Kairos, I was in darn near exactly your situation about four years ago, with similar figures. Here is what I learned so far.
1. It was extraordinarily difficult to find competent professional help when dealing with an inherited IRA. Most banks, and other typical investment options were clueless, even if they were busy claiming otherwise. In time, my estate attorney and accountant helped me to do the right thing, while carefully following the IRS rules to the letter.
2. Like you, I put my money in a high fee "managed account". After taking the time to get an education, on forums like this, it became abundantly clear that, like the vast majority investing with individual brokers with the standard 1.25% fee, I was getting screwed.
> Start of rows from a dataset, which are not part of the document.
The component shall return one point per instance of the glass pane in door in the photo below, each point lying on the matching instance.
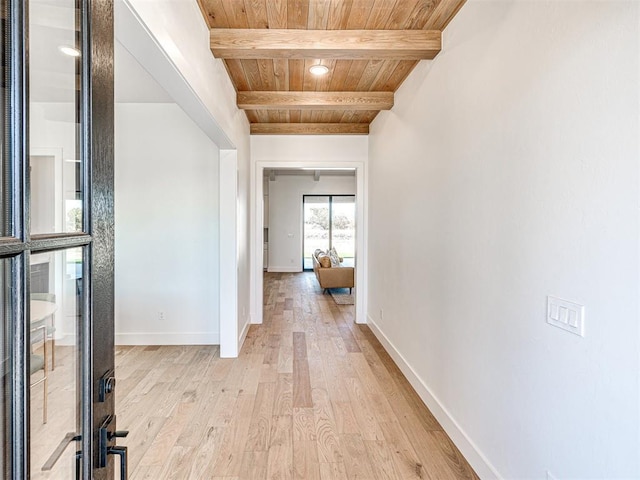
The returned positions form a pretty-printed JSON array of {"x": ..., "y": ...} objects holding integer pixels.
[
  {"x": 5, "y": 78},
  {"x": 54, "y": 114},
  {"x": 316, "y": 227},
  {"x": 343, "y": 227},
  {"x": 55, "y": 326},
  {"x": 5, "y": 365}
]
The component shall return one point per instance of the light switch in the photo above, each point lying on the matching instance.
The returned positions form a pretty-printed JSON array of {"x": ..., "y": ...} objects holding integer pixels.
[{"x": 566, "y": 315}]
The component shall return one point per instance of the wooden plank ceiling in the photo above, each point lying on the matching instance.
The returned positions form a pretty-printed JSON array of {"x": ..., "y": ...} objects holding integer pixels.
[{"x": 369, "y": 47}]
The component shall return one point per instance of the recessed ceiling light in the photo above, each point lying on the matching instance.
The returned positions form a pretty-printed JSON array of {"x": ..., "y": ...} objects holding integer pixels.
[
  {"x": 67, "y": 50},
  {"x": 319, "y": 69}
]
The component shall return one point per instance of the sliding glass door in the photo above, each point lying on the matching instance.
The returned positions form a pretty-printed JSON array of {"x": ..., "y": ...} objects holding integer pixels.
[
  {"x": 56, "y": 240},
  {"x": 329, "y": 222}
]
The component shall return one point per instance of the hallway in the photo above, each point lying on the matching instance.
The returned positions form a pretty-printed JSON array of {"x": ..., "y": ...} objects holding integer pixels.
[{"x": 312, "y": 396}]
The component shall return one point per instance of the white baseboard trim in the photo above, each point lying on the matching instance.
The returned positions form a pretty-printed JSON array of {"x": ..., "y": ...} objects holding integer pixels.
[
  {"x": 284, "y": 269},
  {"x": 166, "y": 338},
  {"x": 471, "y": 452}
]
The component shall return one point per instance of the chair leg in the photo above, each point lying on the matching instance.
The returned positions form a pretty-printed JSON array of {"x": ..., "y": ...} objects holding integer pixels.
[{"x": 45, "y": 383}]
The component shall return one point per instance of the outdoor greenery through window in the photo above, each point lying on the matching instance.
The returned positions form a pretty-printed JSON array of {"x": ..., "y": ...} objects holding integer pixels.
[{"x": 329, "y": 222}]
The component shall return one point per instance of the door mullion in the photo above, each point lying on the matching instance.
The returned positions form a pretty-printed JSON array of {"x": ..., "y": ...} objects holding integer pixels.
[{"x": 17, "y": 149}]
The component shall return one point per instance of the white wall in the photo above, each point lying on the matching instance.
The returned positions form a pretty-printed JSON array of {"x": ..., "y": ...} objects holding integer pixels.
[
  {"x": 167, "y": 226},
  {"x": 171, "y": 41},
  {"x": 508, "y": 171},
  {"x": 286, "y": 214}
]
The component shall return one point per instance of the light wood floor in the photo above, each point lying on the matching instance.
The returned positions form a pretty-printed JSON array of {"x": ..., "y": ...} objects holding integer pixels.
[{"x": 312, "y": 396}]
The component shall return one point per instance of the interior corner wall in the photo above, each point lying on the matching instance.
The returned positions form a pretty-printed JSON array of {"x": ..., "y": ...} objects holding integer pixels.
[
  {"x": 507, "y": 171},
  {"x": 200, "y": 84},
  {"x": 167, "y": 232},
  {"x": 286, "y": 215}
]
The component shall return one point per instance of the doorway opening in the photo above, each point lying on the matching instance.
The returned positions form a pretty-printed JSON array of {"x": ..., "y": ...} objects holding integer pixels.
[{"x": 261, "y": 182}]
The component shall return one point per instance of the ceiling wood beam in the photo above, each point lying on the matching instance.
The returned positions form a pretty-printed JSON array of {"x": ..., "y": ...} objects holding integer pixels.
[
  {"x": 326, "y": 44},
  {"x": 309, "y": 129},
  {"x": 315, "y": 100}
]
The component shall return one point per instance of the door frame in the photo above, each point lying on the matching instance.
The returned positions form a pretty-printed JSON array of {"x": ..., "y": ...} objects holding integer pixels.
[
  {"x": 95, "y": 146},
  {"x": 257, "y": 233},
  {"x": 330, "y": 196}
]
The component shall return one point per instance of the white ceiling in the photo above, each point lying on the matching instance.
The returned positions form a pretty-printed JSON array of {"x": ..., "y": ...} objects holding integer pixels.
[{"x": 52, "y": 73}]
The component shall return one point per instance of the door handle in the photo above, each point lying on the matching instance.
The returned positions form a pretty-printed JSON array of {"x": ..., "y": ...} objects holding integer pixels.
[
  {"x": 122, "y": 453},
  {"x": 106, "y": 436}
]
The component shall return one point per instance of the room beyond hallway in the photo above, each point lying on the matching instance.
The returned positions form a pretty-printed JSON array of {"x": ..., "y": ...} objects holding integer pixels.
[{"x": 311, "y": 396}]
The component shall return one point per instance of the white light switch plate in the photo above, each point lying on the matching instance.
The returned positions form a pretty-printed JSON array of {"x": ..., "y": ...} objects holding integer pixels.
[{"x": 566, "y": 315}]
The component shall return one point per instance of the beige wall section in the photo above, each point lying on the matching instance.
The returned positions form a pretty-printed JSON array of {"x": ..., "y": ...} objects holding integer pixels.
[
  {"x": 508, "y": 171},
  {"x": 176, "y": 54},
  {"x": 167, "y": 228}
]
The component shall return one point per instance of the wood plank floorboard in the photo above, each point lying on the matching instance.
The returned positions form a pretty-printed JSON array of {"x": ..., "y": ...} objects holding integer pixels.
[{"x": 312, "y": 396}]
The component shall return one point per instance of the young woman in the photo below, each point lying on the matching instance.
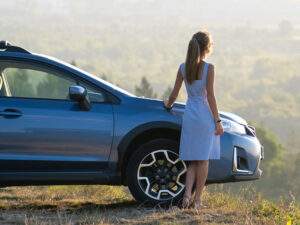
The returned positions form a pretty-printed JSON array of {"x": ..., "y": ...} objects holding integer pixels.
[{"x": 201, "y": 124}]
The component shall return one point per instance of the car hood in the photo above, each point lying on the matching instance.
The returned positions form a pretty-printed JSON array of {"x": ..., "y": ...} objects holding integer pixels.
[{"x": 179, "y": 107}]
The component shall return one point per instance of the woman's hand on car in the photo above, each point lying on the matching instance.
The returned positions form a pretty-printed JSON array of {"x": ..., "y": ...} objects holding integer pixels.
[
  {"x": 219, "y": 129},
  {"x": 166, "y": 104}
]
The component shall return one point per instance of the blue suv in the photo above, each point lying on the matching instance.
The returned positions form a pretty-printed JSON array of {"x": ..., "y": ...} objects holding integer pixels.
[{"x": 62, "y": 125}]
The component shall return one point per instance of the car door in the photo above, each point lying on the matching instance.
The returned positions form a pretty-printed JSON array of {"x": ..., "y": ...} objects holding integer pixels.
[{"x": 42, "y": 129}]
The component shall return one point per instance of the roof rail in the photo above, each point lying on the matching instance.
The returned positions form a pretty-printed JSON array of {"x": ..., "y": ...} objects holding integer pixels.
[{"x": 6, "y": 46}]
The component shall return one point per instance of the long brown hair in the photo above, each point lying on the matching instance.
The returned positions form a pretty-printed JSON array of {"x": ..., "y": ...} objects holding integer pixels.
[{"x": 199, "y": 47}]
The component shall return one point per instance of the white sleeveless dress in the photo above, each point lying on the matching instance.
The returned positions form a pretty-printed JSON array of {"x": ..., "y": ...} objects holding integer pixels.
[{"x": 198, "y": 140}]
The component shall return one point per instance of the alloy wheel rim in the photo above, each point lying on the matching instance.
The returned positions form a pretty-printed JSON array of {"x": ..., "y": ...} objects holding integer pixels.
[{"x": 161, "y": 174}]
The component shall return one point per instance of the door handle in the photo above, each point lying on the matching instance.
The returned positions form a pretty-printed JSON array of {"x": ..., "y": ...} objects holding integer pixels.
[{"x": 10, "y": 113}]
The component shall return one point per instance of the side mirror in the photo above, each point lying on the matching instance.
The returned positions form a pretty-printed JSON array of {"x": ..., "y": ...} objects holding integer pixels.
[{"x": 79, "y": 94}]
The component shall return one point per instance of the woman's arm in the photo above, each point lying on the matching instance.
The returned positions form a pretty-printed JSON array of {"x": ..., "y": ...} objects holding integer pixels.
[
  {"x": 169, "y": 102},
  {"x": 210, "y": 92}
]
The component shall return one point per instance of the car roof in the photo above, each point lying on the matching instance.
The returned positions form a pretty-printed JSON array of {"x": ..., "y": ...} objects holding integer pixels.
[{"x": 14, "y": 52}]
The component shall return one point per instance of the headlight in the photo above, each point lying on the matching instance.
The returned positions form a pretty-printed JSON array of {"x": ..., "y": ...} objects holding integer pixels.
[{"x": 233, "y": 127}]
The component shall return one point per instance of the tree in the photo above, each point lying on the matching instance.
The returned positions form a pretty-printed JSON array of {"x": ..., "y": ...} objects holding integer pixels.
[{"x": 145, "y": 89}]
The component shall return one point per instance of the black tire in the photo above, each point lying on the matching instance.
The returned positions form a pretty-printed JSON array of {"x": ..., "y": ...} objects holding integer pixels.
[{"x": 159, "y": 147}]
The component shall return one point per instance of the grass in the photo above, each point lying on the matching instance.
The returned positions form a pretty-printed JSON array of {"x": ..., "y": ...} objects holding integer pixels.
[{"x": 70, "y": 205}]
I began following the
http://jlcollinsnh.com/stock-series/ protocol for my other investments, and the difference was startling. While the market was rocketing off the bottom, my broker was stumbling around doing things like buying metals and leaving cash on the sidelines. The results were devastating. I lost tens of thousands by not being indexed with my inherited IRA. Your case is no different, you are down about a quarter million, as compared to initially putting your IRA in the Vanguard VTSAX. Once you pay somebody one percent of a large sum of money, annually, to do something that you can do much better, and do so at less than 10% of that fee, you already are getting screwed. The reason is simple. Statistically, there is no broker out there that is capable of beating the market on a medium to long term duration. The fact that this one is a shade under, over the long term is far better than most, but not acceptable. Not only is he failing to reach a standard that you can accomplish with far less risk, he is charging a lot of money to underperform you.
3. The forced distributions can be a hit to your portfolio, but only if you handle them poorly. Since you are young, they are a fairly low amount, and will increase every year, adjusted to your life expectancy. They are taxed as ordinary income, have no withdraw penalty, and stiff penalties if not taken at all. The trick to continuing to build wealth, is to take the tax hit and be disciplined enough to roll the amount right back into investments. I have all my inherited IRA funds set up to Mr. Collin's formula, and run a matching set of ETFs for my other money. At the end of every year, the forced distributions come, I deposit the checks and then divide the total into the funds, while doing an annual rebalancing. In your situation, dumping this money into your own IRA or Roth might be the best choice.
4. Some here claim that you did pretty well in the last eleven years, since your broker feeds you info. that he typically "just missed the index". To put this erroneous claim in perspective, if you remove the wild card of the forced distributions, $450K in the VSTAX since 2003 would of resulted in a current balance of roughly $796K. Had you initially rolled your distributions into a VTSAX account, after paying taxes, you would be down by roughly 20-30K, but ahead of your broker's performance by at least 250K.
5. Finally, there is a lot of very cautious advice here about not doing anything irrational, taking small steps, talking to your planner, etc..... Sorry, but that doesn't pass the smell test for me. Low cost index funds from giant institutions like Vanguard and others have a rock solid, deep, long and well documented performance history. There is a 99.% chance that YOUR broker has been unable to outperform them consistently, over decades long comparisons, and every day you continue to do business with him, is another day that you continue to damage your financial future.